If there is some tensor on GPU that requires_grad but is later copied to CPU the grad_fn for the CopyBackwards would set the src_device to be GPU so during the backwards pass would this result in the tensor being copied back to the GPU?

If so, is there a way to disable the second copy back to GPU?

Thanks!

Yes it will.
The reason is that a Tensor and its gradient are always on the same device.

class Dummy(nn.Module):
    def __init__(self, input_shape):
        super(Dummy, self).__init__()
        self.parameter = nn.Parameter(torch.randn(*input_shape), requires_grad=True)

    def forward(self, x):
        return x + self.parameter
        

model = Dummy((1, 2, 3)).to('cuda:0')
input = torch.randn((1, 2, 3))
input = input.to('cuda:0')
output = model(input)
output = output.to('cpu')

model.to('cpu')
loss_fn = torch.nn.MSELoss(reduction='sum')
optimizer = torch.optim.SGD(model.parameters(), lr=1e-4)

loss = loss_fn(output, golden_output)

optimizer.zero_grad()
loss.backward()
optimizer.step()

I know the above example is pretty useless but since the module has no intermediate outputs, when the output + parameters are moved to cpu wouldn’t the backwards pass be able to run on CPU.

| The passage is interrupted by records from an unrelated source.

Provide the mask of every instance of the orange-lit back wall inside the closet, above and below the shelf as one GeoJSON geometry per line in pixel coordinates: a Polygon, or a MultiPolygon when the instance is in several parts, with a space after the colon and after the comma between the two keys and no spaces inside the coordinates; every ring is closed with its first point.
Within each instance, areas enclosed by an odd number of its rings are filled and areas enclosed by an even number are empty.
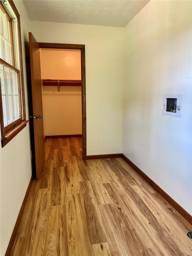
{"type": "MultiPolygon", "coordinates": [[[[81,80],[80,50],[40,49],[41,79],[81,80]]],[[[81,87],[43,86],[44,135],[82,134],[81,87]]]]}

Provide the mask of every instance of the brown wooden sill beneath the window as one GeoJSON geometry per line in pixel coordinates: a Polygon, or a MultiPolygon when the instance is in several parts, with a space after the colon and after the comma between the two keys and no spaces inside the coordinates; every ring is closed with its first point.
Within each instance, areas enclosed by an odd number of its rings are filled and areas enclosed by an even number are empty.
{"type": "Polygon", "coordinates": [[[10,141],[12,140],[23,128],[26,127],[29,120],[21,121],[19,124],[15,125],[13,128],[11,128],[9,131],[4,133],[4,136],[1,137],[1,146],[2,148],[10,141]]]}

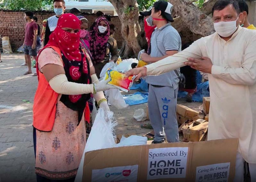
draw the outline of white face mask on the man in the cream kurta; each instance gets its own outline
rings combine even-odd
[[[238,16],[239,17],[239,16]],[[238,19],[237,17],[237,19]],[[236,21],[221,21],[218,23],[214,23],[214,29],[221,37],[229,37],[234,32],[236,32],[237,26]]]

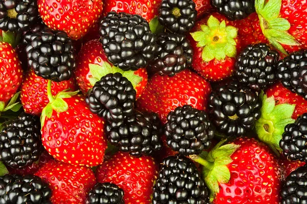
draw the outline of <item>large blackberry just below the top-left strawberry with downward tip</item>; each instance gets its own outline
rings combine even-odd
[[[65,32],[45,28],[30,36],[26,47],[28,64],[47,80],[69,80],[76,67],[72,40]]]

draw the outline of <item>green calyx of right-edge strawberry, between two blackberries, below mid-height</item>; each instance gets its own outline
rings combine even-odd
[[[262,91],[261,117],[256,121],[255,127],[260,141],[266,143],[275,154],[279,155],[281,148],[279,141],[287,124],[293,123],[292,119],[295,105],[279,104],[275,106],[274,96],[267,97]]]

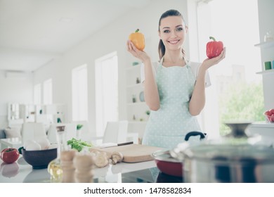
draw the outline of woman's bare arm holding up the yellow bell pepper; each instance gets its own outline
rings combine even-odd
[[[144,64],[145,81],[143,83],[144,83],[145,103],[148,105],[150,110],[158,110],[160,106],[159,93],[157,89],[155,76],[153,74],[150,57],[144,51],[140,51],[136,49],[136,47],[131,41],[127,42],[127,49],[133,56],[140,59]]]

In this way, if this was a larger module with more parameters and gradient outputs that are moved to a different device, wouldn’t the backwards pass be able to run there?

From my understanding of Loss.backward() throws an error with multi gpus as long as the tensors are moved to the appropriate device the operations should be able to run.

In general, it is very complex to say if it can or cannot work.
The basic assumption we make is that since the backward pass is very similar to the forward pass, running the backward where the forward happened is a good idea.
And this is why all the backward pass of the op that goes from gpu -> cpu is actually a function that goes from cpu -> gpu.

I see, thanks for the clarification!